Into the second half we went with screens freezing, people coming and going and the Pack giving up a ridiculous amount of rushing yardage to an unheralded rookie quarterback. As we moved into the fourth quarter Colin Kaepernick, who makes $600,000 a year, out played our MVP Aaron Rogers who touches north of $8 million dollars over the same span. I loves me some Aaron Rogers, but we flat out got smoked. By the end of the night we were down to four screens – just me and my three brothers - who glumly watched a charity touchdown scored by the Pack in the final minutes. Season over.  

The big winner of the night was Molly at Yale who completely ignored the Packer game and instead drew this.

At this point, it was 5:30 a.m. in Aix Les Bains and I had devoured a massive chunk of local Blue Cheese (purchased here) along with my bottle of 2010 Crozes-Hermitage. The Crozes-Hermitage is a dust-storm dry white, rumored to have a caffeinesque kick to it.

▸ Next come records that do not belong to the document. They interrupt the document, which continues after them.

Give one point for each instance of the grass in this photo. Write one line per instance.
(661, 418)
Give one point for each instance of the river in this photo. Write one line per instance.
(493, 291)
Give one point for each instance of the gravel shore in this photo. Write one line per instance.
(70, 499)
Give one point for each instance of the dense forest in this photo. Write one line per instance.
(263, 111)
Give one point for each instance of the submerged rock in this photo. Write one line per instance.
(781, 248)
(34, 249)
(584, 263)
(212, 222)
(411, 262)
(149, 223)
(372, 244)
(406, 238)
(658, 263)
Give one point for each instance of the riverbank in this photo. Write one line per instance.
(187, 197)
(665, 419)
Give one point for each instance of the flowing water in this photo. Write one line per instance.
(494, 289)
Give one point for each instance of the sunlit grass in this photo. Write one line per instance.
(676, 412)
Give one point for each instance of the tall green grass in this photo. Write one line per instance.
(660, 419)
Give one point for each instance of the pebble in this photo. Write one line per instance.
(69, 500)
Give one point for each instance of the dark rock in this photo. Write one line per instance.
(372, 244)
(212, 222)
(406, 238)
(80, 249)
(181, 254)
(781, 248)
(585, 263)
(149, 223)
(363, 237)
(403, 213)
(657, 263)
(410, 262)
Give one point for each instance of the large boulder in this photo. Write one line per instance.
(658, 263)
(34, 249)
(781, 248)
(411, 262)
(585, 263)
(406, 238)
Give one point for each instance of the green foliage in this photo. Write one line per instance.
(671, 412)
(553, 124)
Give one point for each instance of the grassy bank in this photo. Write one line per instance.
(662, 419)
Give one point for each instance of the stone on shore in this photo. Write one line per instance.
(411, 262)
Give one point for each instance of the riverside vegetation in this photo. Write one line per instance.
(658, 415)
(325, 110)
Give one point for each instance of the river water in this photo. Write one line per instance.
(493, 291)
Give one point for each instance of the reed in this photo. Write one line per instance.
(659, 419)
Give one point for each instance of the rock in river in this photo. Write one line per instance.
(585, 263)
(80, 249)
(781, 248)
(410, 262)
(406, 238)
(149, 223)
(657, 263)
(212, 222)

Perfect for staying up late I thought.


I crawled into bed and confessed to my lovely companion Helene that I downed an entire bottle of Crozes  during the course of my 5+ hour digital odyssey and she has yet to forgive me. She’s not angry with the amount I drank or the quality of the bottle (it ain’t cheap!). She’s just appalled I would be drinking white wine after dinner. I mean who the hell does that?


  1. Which makes you wonder, whether a tour book would even be necessary today...I say "yes".

  2. Hilariously true. But what about the dogs, cats, goldfish, and stuffed animals that made cameo appearances? And since Skype rotates the 8 or 9 shots to give each one prominence at random times, when a football game went down, we had to figure out which one. "Hey Tom, you see my hand waving? No? then it's Bagus that's working. I'll reboot."

    And the weirdest thing is that it really felt like the real thing in ways I can't put into words. Some ethereal social air of 8 guys crammed into Dad's living room with the women-folk popping in and out doing other stuff. except we never had fancy wine and if you popped that cork within reach we would have twisted the bottle from your arm and chugged it. Dry or not dry. Pretzels or no.